I was fortunate enough to watch an advanced screening of the newest Apes film, and then chat with the cast and director afterwards for ITN, Channel 5 and ITV.
Aside from the interviews being held during what felt like the apocalypse in London and me quickly realising that no matter how I regard myself, the electric fans and buckets of ice in each room were there solely for the real 'talent' - it gave me a pretty juicy (and sweaty) insight into how such an impressively-made film is actually done.
Motion capture is beyond me. The technology is and always will be more foreign to me than Sadiq Khan is to Nigel Farage.
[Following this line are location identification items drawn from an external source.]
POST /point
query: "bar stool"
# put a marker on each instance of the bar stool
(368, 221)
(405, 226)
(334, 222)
But that doesn't mean I (and by osmosis you...) can't revel in the unbelievable monkeying around of Andy Serkis. The man's more monkey than Tarzan, George and Darwin put together (The Wild Thornberrys...NOT Charles).
I've never been a PotA convert. The less said about the Mark Wahlberg reboot the better. But the most recent series of 3, War for the Planet of the Apes being the third, have caught slightly more of my attention.
Matt Reeves, fresh from a pretty epic Batman, is on his second Apes film - and it took me minus thirty seconds of interviewing him to realise what makes the man such a genius. He LOVES what he does.... I sat down in the room before he entered and was briefed by the floor manager who said, 'Matt tends to answer questions in FULL detail, so you may want to be selective with what you as him - because you'll definitely run out of time'.
I managed 2 questions in 5 minutes.
The first one was 'How are you?'.
Look. Its not the greatest film of 2017. Dunkirk is looking pretty damn epic. But if you want to bask in the glory of super close-up monkey shots, incredible landscapery (I wish that was a word) and a heart-warming primate caper, then it wouldn't be 2 hours wasted.
Woody Harrelson's role is slightly more limited than anticipated, but a dusting of The Colonel is all you need - anymore probably would be a drag...
Whether you want to take time to think about the deep political utterances of separation, nationalisation, environmentalism and war - or if you just want to see monkeys and humans alike firing guns and throwing grenades - it's definitely worth a punt for me.